Thursday, July 10, 2008

A la recherche du bears perdu


Here are the four interesting facts that I have learned in the past two weeks as part of my study of the cardiovascular system:
  1. Excess liquorice consumption can cause high blood pressure.
  2. Kangaroos have both left and right vena cavae (the large veins returning to the heart). Human embryos also have them but we lose the ones on the left very early in our development.
  3. Hibernating mammals such as bears (anyone know any other hibernating mammals) have parasympathetic nerves plugged into their ventricles. Humans don't.
  4. Duck egg whites are deficient in globulin, the protein which foams up when you whisk them, so don't try making meringues out of duck eggs.
(Actually the last fact is from Stephanie Alexander's big rainbow coloured cookbook, but it's just as scientific sounding as the stuff I learn at med school!)

Have you noticed the common theme? The stuff I remember easily and without effort concerns either food or animals, preferably both. Perhaps it's a holdover from prehistoric life when the most important things you could learn concerned finding food and avoiding being someone else's. I'm starting to wonder if I should have chosen veterinary science or butchery as a career rather than medicine. But it's too late to switch now, I'm already on career path C as it is.

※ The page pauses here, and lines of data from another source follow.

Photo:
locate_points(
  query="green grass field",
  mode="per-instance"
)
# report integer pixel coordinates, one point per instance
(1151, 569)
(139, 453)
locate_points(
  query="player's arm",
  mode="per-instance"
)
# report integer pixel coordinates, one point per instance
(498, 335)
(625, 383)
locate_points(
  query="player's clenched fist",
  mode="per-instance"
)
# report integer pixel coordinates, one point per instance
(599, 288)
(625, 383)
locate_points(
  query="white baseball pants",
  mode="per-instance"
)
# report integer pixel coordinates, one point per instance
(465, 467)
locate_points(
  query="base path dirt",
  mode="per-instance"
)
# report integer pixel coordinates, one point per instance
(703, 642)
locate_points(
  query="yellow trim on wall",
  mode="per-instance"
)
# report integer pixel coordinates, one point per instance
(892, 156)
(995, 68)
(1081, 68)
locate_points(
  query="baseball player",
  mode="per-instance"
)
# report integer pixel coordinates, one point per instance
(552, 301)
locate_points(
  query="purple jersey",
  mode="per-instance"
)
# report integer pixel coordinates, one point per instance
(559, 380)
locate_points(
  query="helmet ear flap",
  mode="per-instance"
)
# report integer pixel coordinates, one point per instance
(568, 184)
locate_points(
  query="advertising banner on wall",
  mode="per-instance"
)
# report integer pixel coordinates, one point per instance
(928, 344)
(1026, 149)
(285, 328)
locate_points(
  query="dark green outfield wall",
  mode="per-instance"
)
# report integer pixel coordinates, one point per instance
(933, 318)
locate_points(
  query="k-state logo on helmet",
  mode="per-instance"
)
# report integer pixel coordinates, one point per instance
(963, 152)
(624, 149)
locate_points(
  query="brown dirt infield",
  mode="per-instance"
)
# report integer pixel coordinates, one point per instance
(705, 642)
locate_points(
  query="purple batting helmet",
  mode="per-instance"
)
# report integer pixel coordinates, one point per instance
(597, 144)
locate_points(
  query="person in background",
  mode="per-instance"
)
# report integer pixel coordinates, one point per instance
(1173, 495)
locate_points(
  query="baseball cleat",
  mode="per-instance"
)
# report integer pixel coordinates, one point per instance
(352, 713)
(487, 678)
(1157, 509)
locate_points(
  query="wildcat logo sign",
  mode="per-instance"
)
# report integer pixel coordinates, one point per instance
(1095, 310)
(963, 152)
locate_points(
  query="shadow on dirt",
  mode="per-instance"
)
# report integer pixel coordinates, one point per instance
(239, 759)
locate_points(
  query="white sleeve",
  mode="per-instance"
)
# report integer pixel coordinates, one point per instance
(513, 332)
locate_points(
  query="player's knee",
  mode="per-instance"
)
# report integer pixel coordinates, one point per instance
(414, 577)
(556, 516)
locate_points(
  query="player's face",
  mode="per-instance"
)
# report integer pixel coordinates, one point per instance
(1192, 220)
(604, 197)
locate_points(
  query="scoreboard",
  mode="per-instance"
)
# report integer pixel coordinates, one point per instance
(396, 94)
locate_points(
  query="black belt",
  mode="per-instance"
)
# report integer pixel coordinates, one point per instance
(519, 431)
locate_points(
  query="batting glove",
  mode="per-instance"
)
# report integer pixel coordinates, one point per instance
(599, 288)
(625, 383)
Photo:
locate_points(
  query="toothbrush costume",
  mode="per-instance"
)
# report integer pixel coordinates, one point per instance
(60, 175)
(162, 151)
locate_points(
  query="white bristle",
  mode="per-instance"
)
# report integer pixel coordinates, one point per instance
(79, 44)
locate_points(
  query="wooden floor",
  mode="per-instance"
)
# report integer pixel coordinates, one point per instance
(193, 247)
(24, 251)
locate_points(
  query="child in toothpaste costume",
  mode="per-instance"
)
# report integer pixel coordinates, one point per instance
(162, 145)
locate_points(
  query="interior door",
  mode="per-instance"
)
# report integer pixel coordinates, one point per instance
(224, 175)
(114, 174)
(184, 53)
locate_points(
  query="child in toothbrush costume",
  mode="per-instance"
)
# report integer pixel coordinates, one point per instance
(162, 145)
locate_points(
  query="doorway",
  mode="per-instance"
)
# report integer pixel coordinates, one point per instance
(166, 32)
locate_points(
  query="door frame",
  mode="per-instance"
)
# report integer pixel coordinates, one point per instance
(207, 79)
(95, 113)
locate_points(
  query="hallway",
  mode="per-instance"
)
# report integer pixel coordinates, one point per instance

I just need to figure out how to take advantage of this peculiarity of my memory. Perhaps I need to carry around with me a big deck of cards with pictures of dangerous animals and delicious foods on them. Every time I come across a new fact I want to remember I will quickly glance at the next dangerous animal or delicious food and the new fact will be branded forever on my mind. The advantage of having both dangerous animals and delicious foods is that I will never know what to expect next so it will keep me in a heightened state of awareness.

I think studying medicine would have been much easier for my caveman ancestors because they wouldn't have to carry around a deck of cards with scary and delicious pictures on them, because behind every tree was a 9-foot tall carnivorous tree rat waiting to rend them limb from limb. On the other hand, they didn't have Wikipedia. With my patented Threat/Food Learning System (TFLS) I have the best of both worlds!